For this fix, you will need a bucket, sponge, dish soap, aluminum foil, kitchen lighter, and compressed air canister.
• Wash dented area using a squirt of dish soap in a bucket of warm water. Sponge onto the dent to remove all dirt. Thoroughly rinse down with water so that no particles remain. Allow to dry completely.
• Cut off a piece of kitchen aluminum foil so that it is big enough to cover the dent with excess on all sides.
• Press the foil over the dent so that it conforms to the dent.
• Light a kitchen lighter, wave it around the foil, and maintain the flame for about one minute.
• Remove the foil. Quickly hold a compressed air canister upside-down and spray the dent for about 30 seconds
• The dent should pop out by itself.6
It is a decision that will have a major impact on your bank account: replace your garage door or keep on repairing it?
Knowing whether to repair or replace your garage will save you money and frustration. Continually repairing a door that should be replaced is time-consuming and a safety hazard. Replacing a door that can be repaired is a huge waste of money and it wastes natural resources by landfilling large materials.
When to Repair
• Door Stops Working: The solution to doors that do not move could be as simple as dead batteries in the remote control or a flipped circuit breaker.
• Door Feels Heavy: Heavy doors are often the result of worn torsion springs. Replacement of springs is a job for a garage technician.

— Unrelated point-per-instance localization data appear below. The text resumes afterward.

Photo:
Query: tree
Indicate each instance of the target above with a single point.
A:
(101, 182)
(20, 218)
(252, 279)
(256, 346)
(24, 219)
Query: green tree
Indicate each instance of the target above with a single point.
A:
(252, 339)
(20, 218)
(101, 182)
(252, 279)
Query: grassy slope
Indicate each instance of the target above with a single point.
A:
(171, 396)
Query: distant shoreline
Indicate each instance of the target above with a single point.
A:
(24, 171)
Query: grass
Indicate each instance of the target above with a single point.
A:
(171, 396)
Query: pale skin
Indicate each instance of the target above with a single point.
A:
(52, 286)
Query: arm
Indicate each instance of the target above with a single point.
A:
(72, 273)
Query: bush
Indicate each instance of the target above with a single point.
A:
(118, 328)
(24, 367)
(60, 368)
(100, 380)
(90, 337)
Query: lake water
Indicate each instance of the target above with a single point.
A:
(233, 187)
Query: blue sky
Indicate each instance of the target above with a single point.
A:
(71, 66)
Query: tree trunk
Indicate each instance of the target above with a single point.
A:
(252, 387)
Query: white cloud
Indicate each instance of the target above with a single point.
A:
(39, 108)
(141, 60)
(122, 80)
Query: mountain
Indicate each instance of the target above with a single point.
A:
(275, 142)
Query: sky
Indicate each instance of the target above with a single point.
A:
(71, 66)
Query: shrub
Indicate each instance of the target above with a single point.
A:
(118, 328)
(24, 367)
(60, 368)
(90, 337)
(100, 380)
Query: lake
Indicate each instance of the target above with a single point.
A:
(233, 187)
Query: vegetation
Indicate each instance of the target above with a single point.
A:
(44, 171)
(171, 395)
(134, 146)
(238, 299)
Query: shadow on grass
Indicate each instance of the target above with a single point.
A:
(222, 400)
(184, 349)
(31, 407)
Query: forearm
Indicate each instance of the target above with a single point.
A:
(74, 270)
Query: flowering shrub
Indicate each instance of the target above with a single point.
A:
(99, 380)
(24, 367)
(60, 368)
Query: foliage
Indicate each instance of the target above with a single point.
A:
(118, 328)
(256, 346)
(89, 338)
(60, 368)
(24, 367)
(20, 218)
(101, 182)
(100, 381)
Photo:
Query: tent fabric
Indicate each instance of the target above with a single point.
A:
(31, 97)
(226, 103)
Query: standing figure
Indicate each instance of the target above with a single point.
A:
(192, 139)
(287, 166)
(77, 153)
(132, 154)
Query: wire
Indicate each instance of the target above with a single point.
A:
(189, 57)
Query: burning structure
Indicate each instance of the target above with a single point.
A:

• One or Two Panels Damaged: Dents in metal sectional panels can be fixed with a compressed air hack or pounded out from the back with a rubber mallet. Or you can replace individual panels rather than the entire door.
When to Replace
• Door is Severely Damaged: When a vehicle has hit the door, even lightly, the door, roller tracks, rollers, brackets, springs, and a host of other parts may be damaged.
• Door Always Giving You Problems: If you have been spot-repairing your door for over three years, you may want to cut your losses and replace it.
• Door Is Older-Style Model: It may have safety or functional problems that are difficult to fix.7
Keep your garage door and related mechanisms in top shape with this guide to garage door maintenance, upkeep, and safety.